Inflation target band
The mandate of the monetary policy committee is to target 4% consumer price-index-based inflation, with the upper tolerance limit of 6 per cent and the lower tolerance limit of 2 per cent. Since the ultra-loose policy is in place, questions have been raised if the MPC still considers 4% as the target or if they shifted the goalpost to the upper band. The debate has intensified after Varma has raised the issue in the August policy meeting.
“We were very clear that inflation (target) was 4%. I certainly interpreted the inflation target as meeting inflation at 4%,” Ghate said. In almost the same breath, he also reminded that the band does allow some flexibility given the situation that the entire world is facing. “It is a once in a century pandemic. Monetary policy around the world is ultra-loose.”
Ghate points out that India entered the pandemic when there was limited space for fiscal and monetary policy intervention. The current cycle of interest rate cuts started way back in February 2019 while the economy was slowing down since the financial year 2017-18.

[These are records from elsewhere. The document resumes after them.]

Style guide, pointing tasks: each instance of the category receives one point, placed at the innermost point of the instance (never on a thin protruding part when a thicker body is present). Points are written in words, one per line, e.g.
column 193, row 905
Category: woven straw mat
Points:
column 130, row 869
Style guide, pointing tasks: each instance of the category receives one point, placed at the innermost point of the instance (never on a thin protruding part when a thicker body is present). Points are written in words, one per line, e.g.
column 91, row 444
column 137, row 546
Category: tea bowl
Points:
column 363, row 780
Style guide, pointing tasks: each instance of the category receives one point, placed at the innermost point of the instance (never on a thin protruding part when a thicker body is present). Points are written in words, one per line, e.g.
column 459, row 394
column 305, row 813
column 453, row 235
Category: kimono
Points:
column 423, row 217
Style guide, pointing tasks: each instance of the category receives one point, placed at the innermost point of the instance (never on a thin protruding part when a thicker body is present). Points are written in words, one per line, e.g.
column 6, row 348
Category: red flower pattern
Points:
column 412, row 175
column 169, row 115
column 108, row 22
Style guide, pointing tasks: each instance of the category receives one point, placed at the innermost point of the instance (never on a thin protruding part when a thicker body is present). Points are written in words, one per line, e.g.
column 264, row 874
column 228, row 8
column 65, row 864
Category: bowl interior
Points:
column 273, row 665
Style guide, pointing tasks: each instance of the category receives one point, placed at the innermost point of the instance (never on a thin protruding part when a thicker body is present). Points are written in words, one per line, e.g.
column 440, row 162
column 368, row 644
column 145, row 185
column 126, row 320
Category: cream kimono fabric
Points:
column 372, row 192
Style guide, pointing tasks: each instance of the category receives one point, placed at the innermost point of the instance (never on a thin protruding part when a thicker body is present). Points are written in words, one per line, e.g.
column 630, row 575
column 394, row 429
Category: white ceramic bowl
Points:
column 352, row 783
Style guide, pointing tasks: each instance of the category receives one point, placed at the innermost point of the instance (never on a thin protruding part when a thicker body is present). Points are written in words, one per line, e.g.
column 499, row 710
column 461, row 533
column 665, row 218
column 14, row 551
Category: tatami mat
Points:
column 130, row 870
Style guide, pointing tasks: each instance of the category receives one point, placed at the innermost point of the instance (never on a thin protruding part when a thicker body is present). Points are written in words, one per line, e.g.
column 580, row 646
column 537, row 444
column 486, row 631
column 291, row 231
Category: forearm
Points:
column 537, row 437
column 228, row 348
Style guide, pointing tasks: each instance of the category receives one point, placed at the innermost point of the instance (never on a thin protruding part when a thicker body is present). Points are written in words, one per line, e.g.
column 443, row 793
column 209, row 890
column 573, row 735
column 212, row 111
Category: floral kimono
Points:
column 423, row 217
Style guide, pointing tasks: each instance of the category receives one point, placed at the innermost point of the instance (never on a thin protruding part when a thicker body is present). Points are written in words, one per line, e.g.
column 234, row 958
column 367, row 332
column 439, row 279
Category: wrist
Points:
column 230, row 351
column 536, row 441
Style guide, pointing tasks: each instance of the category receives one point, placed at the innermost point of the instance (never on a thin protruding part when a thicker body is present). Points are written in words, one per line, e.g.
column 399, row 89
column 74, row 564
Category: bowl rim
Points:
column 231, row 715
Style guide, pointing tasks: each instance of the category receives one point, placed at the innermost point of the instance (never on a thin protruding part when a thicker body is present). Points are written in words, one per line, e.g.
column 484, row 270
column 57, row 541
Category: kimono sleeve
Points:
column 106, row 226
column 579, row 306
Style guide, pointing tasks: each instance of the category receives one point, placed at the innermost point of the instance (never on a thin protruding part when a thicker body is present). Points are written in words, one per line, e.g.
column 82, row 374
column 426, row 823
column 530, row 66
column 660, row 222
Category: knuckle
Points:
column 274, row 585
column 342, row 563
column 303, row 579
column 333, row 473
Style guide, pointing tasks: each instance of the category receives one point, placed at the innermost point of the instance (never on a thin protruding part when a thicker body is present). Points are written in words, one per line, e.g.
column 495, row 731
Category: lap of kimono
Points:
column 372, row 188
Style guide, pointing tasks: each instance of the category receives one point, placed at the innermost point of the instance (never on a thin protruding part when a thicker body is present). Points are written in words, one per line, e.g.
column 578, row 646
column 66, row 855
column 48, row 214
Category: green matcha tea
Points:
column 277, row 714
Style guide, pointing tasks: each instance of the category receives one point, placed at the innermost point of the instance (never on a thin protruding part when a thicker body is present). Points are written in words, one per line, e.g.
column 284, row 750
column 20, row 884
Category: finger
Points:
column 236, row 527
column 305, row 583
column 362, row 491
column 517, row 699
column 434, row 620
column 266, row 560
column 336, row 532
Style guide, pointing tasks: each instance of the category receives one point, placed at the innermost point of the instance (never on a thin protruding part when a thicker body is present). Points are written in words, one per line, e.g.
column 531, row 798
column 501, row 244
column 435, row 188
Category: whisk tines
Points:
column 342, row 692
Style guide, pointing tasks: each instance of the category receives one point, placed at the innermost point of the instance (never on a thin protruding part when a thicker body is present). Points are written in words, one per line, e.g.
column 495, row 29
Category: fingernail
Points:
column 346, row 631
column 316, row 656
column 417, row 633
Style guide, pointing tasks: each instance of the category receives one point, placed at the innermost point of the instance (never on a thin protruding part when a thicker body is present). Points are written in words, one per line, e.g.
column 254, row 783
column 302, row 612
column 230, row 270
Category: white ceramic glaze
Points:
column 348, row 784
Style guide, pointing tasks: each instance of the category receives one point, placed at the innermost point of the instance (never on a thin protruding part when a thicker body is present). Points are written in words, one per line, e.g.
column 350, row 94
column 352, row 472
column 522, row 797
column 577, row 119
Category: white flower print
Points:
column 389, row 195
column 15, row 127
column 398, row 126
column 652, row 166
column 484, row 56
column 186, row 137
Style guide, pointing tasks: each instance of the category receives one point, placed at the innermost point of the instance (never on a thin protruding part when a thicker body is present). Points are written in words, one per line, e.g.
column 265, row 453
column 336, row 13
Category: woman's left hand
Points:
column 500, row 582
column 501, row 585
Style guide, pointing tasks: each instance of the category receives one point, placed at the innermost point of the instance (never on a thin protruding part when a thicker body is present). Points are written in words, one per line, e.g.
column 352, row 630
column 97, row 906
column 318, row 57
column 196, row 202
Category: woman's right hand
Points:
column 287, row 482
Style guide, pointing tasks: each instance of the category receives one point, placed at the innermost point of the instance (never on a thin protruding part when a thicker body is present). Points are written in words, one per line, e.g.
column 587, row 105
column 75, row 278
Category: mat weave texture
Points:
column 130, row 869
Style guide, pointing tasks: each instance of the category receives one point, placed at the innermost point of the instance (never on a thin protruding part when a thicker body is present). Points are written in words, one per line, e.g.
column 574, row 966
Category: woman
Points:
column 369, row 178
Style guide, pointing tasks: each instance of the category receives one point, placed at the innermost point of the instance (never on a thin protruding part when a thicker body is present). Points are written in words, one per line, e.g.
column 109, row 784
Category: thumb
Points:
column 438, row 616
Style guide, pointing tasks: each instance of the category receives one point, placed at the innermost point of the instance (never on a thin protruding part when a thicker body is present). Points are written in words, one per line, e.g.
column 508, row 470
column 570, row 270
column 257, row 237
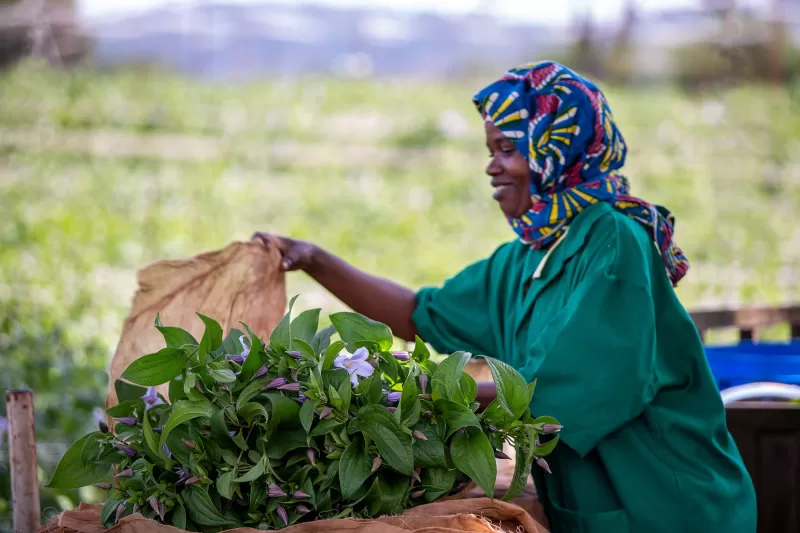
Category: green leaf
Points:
column 355, row 467
column 445, row 381
column 512, row 391
column 307, row 414
column 284, row 412
column 438, row 482
column 304, row 327
column 212, row 338
column 201, row 508
column 128, row 391
column 176, row 337
column 473, row 455
column 251, row 411
column 156, row 368
column 421, row 352
column 231, row 345
column 254, row 359
column 330, row 355
column 322, row 339
column 394, row 444
column 225, row 485
column 254, row 473
column 281, row 337
column 224, row 375
column 182, row 412
column 72, row 473
column 429, row 453
column 455, row 415
column 357, row 330
column 285, row 441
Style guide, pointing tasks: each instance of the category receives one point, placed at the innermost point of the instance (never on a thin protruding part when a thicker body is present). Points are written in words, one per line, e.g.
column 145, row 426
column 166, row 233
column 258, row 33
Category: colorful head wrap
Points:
column 563, row 126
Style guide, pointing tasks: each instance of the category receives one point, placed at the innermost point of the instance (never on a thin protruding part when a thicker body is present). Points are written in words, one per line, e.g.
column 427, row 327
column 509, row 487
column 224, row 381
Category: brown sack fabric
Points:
column 242, row 282
column 481, row 515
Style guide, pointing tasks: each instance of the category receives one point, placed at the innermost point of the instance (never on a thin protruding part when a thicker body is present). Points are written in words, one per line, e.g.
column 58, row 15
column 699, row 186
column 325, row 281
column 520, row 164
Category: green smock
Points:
column 645, row 446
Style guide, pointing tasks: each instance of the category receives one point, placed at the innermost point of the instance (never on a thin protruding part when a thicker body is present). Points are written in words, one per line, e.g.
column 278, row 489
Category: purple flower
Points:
column 274, row 491
column 260, row 372
column 543, row 465
column 151, row 398
column 127, row 450
column 400, row 356
column 283, row 514
column 276, row 383
column 355, row 364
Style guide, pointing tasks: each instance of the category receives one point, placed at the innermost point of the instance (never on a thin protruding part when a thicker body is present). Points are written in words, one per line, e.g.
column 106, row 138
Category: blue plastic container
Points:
column 749, row 362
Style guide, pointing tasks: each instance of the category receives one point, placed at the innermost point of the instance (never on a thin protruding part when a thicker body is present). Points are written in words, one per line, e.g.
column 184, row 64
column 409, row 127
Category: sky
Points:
column 546, row 11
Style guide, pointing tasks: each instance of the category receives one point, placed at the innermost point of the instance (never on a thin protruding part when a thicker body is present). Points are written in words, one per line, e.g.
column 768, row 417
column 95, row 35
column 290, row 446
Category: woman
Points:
column 583, row 301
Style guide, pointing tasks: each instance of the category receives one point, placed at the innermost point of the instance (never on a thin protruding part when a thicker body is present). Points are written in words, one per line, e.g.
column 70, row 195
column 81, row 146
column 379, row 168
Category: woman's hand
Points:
column 297, row 255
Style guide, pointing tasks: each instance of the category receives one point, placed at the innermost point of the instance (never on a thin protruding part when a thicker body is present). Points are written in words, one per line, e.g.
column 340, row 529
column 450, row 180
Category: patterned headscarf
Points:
column 563, row 126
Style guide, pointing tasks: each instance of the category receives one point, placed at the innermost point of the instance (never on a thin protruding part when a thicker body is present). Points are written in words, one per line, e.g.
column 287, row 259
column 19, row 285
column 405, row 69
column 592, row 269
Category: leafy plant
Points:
column 304, row 427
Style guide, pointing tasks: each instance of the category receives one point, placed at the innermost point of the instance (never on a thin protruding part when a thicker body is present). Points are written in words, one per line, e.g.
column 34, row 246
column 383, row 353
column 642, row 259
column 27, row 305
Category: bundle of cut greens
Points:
column 304, row 428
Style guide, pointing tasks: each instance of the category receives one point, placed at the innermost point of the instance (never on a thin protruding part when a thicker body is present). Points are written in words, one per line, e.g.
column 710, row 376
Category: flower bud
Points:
column 400, row 356
column 127, row 450
column 283, row 514
column 274, row 491
column 263, row 369
column 498, row 454
column 275, row 383
column 543, row 465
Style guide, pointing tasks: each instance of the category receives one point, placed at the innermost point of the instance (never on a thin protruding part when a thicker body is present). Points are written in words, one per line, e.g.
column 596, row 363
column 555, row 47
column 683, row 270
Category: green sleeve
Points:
column 457, row 316
column 595, row 359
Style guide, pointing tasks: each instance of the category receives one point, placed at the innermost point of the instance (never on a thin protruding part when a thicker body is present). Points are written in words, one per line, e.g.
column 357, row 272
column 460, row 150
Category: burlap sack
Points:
column 481, row 515
column 242, row 282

“In India’s case because there was limited monetary policy space, a lot of the stimulus was below the line rather than above the line. For instance, there were large liquidity injections in the first stimulus last year. Arguably, the liquidity injections were more important than a conventional policy rate cut, by leading to a backstop, controlling spreads, and calming financial markets. Remember that India came into Covid with limited fiscal and monetary space,” he said, adding growth had been declining for about eight quarters prior to April 2020 and there were financial stability related problems (IL&FS, DHFL issues). Credit growth was already tapering while public debt levels were quite elevated.
“Covid is an asymmetric shock, which hit a section of the population (the informal sector, particular sectors) much more than others and therefore in such circumstances large fiscal transfers to these sections of population are justified.”